I wonder, how many of us choose to carry our burdens ourselves? I wonder – are we ashamed to tell others that we are carrying around something that is weighing us down? Are we afraid that others will judge us as less-than because life is hard for us right now?

I truly hope, and pray, that in this safe space, this sanctuary of God, that you feel that you can share your burdens, and share your delights. It is so much easier for us to claim things when they are going well, but not so much when we are struggling. Whether it be ourselves, a family member, a friend, this is one of the places where you can lay your burdens down. Jesus tells us that we can rest from our burdens knowing that God will share them with us. God will share the yoke of our burdens with us, not taking them away, not promising that life will be easy, but offering a yoke that is easier to manage when we share our burdens together.

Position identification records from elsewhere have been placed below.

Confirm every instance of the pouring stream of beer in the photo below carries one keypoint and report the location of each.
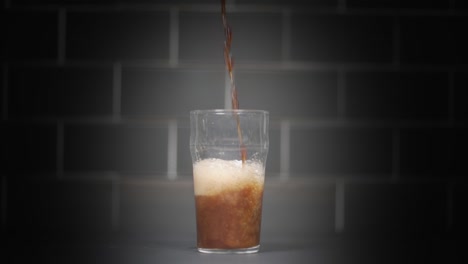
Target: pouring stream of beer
(230, 66)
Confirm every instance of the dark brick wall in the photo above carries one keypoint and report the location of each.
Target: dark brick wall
(368, 103)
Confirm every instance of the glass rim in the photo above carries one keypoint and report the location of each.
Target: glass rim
(229, 111)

Love and commitment have the power to make a difficult task seem more bearable and can sometimes turn those difficult tasks into joys, when we ask others to help us. When we invite others to join in both our joys and struggles, we can rest, knowing that we are not in this fight alone – not only are we there for each other, but Jesus is there with us as well. God offers us a quiet space, a time of relief and rest – so come, all you that are weary and carrying heavy burdens, God will give you rest and will share your burdens – and so will we.